Deploy on Kubernetes#

This document describes how the Determined runs on Kubernetes. For instructions on installing Determined on Kubernetes, see the installation guide.

In this topic guide, we will cover:

  1. How Determined works on Kubernetes.

  2. Limitations of Determined on Kubernetes.

  3. Useful Helm and Kubectl commands.

How Determined Works on Kubernetes#

Installing Determined on Kubernetes deploys an instance of the Determined master and a Postgres database in the Kubernetes cluster. Once the master is up and running, you can launch experiments, notebooks, TensorBoards, commands, and shells. When new workloads are submitted to the Determined master, the master launches pods and configMaps on the Kubernetes cluster to execute those workloads.

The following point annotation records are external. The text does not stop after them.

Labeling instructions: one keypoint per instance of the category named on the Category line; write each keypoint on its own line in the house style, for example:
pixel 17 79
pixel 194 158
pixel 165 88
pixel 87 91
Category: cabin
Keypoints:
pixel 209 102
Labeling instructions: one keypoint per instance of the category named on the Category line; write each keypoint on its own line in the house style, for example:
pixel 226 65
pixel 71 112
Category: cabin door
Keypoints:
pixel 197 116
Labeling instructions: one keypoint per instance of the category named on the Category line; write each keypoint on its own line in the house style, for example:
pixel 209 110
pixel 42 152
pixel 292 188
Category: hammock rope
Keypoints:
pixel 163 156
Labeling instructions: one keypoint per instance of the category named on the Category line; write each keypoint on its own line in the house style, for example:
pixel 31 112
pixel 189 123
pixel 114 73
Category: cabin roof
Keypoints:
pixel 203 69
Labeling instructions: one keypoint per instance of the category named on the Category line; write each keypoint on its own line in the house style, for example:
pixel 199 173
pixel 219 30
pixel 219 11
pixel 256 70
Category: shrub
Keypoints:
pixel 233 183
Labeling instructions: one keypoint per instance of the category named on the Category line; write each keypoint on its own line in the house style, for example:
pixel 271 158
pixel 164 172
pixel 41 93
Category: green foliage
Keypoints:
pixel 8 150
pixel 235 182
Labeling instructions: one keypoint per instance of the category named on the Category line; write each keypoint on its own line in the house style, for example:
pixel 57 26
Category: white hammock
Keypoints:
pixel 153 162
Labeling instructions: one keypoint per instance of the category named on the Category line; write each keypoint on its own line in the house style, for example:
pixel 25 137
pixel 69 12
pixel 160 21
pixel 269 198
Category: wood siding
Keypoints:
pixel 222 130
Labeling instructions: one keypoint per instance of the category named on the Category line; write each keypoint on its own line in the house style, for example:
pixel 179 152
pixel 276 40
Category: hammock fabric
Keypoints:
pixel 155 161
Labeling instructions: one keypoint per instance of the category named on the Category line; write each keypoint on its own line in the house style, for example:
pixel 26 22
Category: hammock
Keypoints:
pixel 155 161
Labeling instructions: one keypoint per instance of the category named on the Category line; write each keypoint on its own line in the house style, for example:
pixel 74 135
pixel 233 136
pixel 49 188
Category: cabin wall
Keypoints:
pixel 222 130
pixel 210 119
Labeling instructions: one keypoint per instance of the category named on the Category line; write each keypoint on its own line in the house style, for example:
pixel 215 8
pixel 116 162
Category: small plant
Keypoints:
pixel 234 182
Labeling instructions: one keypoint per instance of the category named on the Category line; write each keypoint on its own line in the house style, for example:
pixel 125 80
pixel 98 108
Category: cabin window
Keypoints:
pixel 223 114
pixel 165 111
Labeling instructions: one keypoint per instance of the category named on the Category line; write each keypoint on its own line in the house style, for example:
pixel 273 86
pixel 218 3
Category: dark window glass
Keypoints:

Users of Determined shouldn’t need to interact with Kubernetes directly after installation, as Determined handles all the necessary interaction with the Kubernetes cluster.

It is also important to note that when running Determined on Kubernetes, a higher priority value means a higher priority (e.g. a priority 50 task will run before a priority 40 task). This is different from priority scheduling in non-Kubernetes deployments, where lower priority values mean a higher priority (e.g. a priority 40 task will run before a priority 50 task).

Limitations on Kubernetes#

This section outlines the current limitations of Determined on Kubernetes.

Scheduling#

By default, the Kubernetes scheduler does not support gang scheduling or preemption. This can be problematic for distributed deep learning workloads that require multiple pods to be scheduled before execution starts. Determined includes built-in support for the lightweight coscheduling plugin, which extends the default Kubernetes scheduler to support gang scheduling. Determined also includes support for priority-based preemption scheduling. Neither are enabled by default. For more details and instructions on how to enable the coscheduling plugin, refer to Gang Scheduling and Priority Scheduling with Preemption.

Dynamic Agents#

Determined is not able to autoscale your cluster, but equivalent functionality is available by using the Kubernetes Cluster Autoscaler, which is supported on GKE and EKS.

Pod Security#

By default, Determined runs task containers as root. However, it is possible to associate a Determined user with a Unix user and group, provided that the Unix user and group already exist. Tasks initiated by the associated Determined user will run under the linked Unix user rather than root. For more information, see: Run Tasks as Specific Agent Users.

Useful Helm and Kubectl Commands#

kubectl is a command-line tool for interacting with a Kubernetes cluster. Helm is used to install and upgrade Determined on Kubernetes. This section covers some of the useful kubectl and helm commands when running Determined on Kubernetes.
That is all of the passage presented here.